Syndrome de Lemierre

Rare, il associe une thrombose de la veine jugulaire interne à des emboles septiques pulmonaires, se manifestant inconstamment par toux, dyspnée, hémoptysie ou douleur thoracopleurale. Une paralysie des nerfs crâniens (IX, X, XI, XII) et/ou un syndrome de Claude-Bernard-Horner témoignent d’une atteinte des ganglions sympathiques. Le scanner cervicothoracique injecté est le plus adapté au diagnostic et au suivi de nouveaux thrombus. Le responsable étant Fusobacterium necrophorum, l’antibiothérapie IV prolongée (3 à 6 semaines) est à large spectre anaérobie, avec anticoagulation à dose efficace en cas de thrombophlébite avérée.

Extension systémique

L’angine à SGA évolue favorablement en quelques jours, même sans traitement. Les complications générales, rares mais graves (< 1 %), justifient une antibiothérapie en cas de TDR positif, courte et ciblée : amoxicilline : 2 g/j pendant 6 jours ; si allergie aux pénicillines : céfuroxime 500 mg/j pendant 4 jours ou cefpodoxime 200 mg/j pendant 5 jours.

Complications immunes

Elles sont dues à des complexes immuns circulants, associant antigènes streptococciques et immunoglobulines G qui se déposent dans les glomérules rénaux et les articulations.

Le rhumatisme articulaire aigu (RAA), touchant l’enfant d’âge scolaire et l’adulte jeune dans 92 % des cas, débute 15 à 20 jours après l’infection initiale par des signes cutanés (nodosités de Meynet, érythème marginé), articulaires (polyarthrite migratrice ou monoarthrite). Sa gravité est liée aux atteintes cardiaques (péricardite, myocardite, valvulopathie) ou neurologiques (chorée de Sydenham responsable de mouvements involontaires désordonnés, anarchiques, diffus, bilatéraux). Il est actuellement rarissime : entre 10 et 15 cas par an.
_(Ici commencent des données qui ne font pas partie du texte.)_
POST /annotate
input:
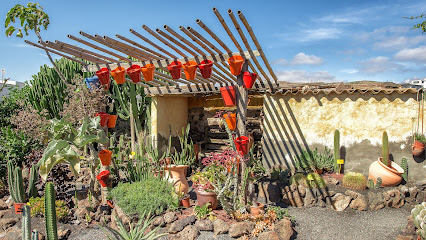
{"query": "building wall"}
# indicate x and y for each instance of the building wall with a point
(293, 123)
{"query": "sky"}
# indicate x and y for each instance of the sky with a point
(304, 40)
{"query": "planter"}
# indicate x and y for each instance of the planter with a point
(236, 64)
(112, 120)
(119, 74)
(104, 78)
(105, 156)
(175, 69)
(417, 148)
(19, 207)
(231, 120)
(391, 176)
(190, 69)
(103, 177)
(92, 82)
(257, 209)
(204, 197)
(134, 73)
(148, 72)
(241, 143)
(177, 176)
(249, 79)
(206, 68)
(104, 118)
(229, 96)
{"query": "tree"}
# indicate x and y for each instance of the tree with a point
(32, 18)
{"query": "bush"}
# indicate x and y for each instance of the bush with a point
(153, 195)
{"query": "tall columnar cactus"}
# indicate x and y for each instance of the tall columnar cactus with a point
(385, 149)
(50, 212)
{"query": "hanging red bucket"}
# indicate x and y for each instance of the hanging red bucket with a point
(249, 79)
(236, 64)
(104, 118)
(206, 68)
(134, 73)
(241, 143)
(104, 78)
(103, 177)
(148, 72)
(175, 69)
(229, 96)
(119, 75)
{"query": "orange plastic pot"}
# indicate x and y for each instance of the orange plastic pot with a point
(112, 120)
(103, 177)
(236, 64)
(175, 69)
(118, 74)
(104, 78)
(231, 120)
(206, 68)
(229, 96)
(241, 143)
(249, 79)
(104, 118)
(190, 69)
(105, 156)
(148, 72)
(134, 73)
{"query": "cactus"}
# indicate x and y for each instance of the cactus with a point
(404, 166)
(354, 181)
(385, 149)
(26, 223)
(50, 212)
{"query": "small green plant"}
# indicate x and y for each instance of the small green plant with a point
(354, 181)
(203, 212)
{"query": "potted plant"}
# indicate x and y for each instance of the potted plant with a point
(385, 168)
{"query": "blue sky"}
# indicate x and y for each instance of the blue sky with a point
(304, 40)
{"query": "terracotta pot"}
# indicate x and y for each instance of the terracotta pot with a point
(178, 177)
(391, 176)
(19, 207)
(148, 72)
(112, 120)
(257, 209)
(236, 64)
(190, 70)
(119, 74)
(417, 148)
(231, 120)
(134, 73)
(204, 197)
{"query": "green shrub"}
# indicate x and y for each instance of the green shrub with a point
(153, 195)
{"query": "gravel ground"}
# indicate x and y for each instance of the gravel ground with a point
(322, 223)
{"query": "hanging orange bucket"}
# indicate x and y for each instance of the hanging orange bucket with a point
(175, 69)
(190, 69)
(118, 74)
(231, 120)
(236, 64)
(148, 72)
(134, 73)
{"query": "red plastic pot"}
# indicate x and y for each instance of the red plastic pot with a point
(105, 156)
(241, 143)
(249, 79)
(104, 78)
(104, 118)
(119, 75)
(134, 73)
(175, 69)
(206, 68)
(19, 207)
(103, 177)
(229, 96)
La glomérulonéphrite post-streptococcique (entre 0 et 10 %) survient 10 à 20 jours après l’angine (hématurie, protéinurie, œdèmes). Seules certaines souches M sont concernées (dites néphritogènes : groupes A12 et A 49). En l’absence d’antibiothérapie, le risque est celui d’une insuffisance rénale irréversible (rare).

Atteinte toxique

Les toxines érythrogènes (A, B et C) du SGA en sont responsables.
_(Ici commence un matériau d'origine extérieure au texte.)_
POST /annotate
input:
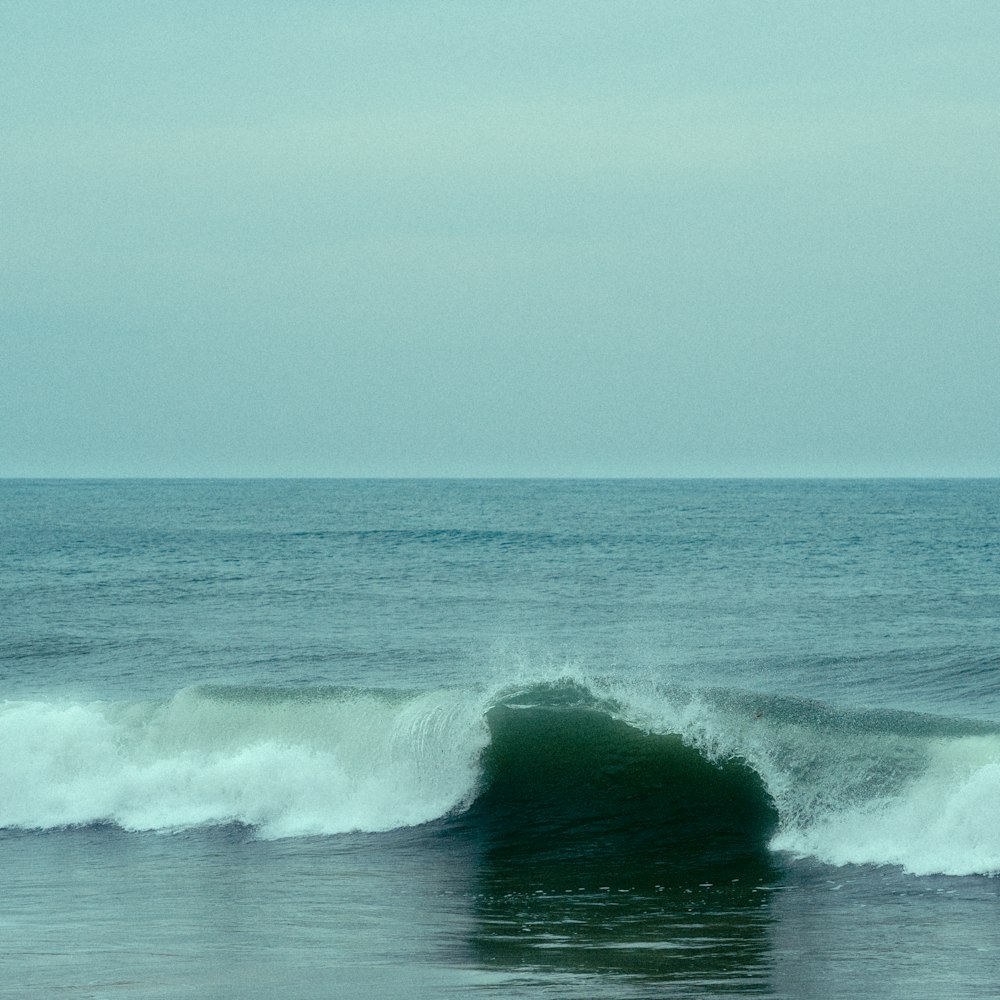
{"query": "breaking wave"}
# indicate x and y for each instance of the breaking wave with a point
(554, 769)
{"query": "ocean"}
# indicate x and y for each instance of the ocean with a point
(561, 738)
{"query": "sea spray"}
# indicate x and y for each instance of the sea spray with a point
(567, 765)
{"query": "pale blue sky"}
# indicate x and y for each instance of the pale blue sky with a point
(537, 238)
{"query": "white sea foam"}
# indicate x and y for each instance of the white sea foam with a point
(848, 788)
(945, 821)
(289, 767)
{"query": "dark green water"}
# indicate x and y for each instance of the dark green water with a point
(625, 739)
Dans la scarlatine, 24 à 48 heures après l’angine fébrile, survient un exanthème (et un énanthème buccal) caractéristique : granité à la palpation, débutant aux plis de flexion, s’étendant à tout le revêtement cutané sauf paumes de main et plantes de pied.3 Il s’estompe après 6 jours et desquame jusqu’au 15e jour. La desquamation de l’énanthème est typique, rouge, au piqueté « framboisé ». Dans les formes fugaces, fréquentes, l’énanthème buccal est évocateur (langue dépapillée avec V lingual), l’éruption cutanée étant trop pâle et limitée.

Le traitement de l’angine est court (6 j au maximum) : amoxicilline ou céphalosporine de 2e ou 3e génération. Les macrolides sont à réserver aux allergies documentées à la pénicilline et aux souches avérées sensibles (culture et antibiogramme).

Le syndrome de choc toxique est une réaction inflammatoire systémique aiguë d’évolution rapide due aux toxines A et C qui jouent les superantigènes sur terrain prédisposé (HLA) : hyperthermie (> 39 °C), éruption cutanée diffuse, hypotension artérielle importante, défaillance multiviscérale. Le pronostic vital est engagé (taux de décès entre 20 et 30 %). Réanimation et antibiothérapie adaptée – bêtalactamines + clindamycine – s’imposent.

Qu’en retenir ?

Proscrire AINS et corticoïdes (attention à l’automédication +++) : ils favorisent les complications.

Aphagie totale et/ou trismus imposent une consultation spécialisée urgente.

Une angine compliquée requiert une antibiothérapie par amoxicilline-acide clavulanique.

Un torticolis fébrile chez l’enfant justifie un scanner cervical injecté en urgence, à la recherche d’un abcès cervical profond.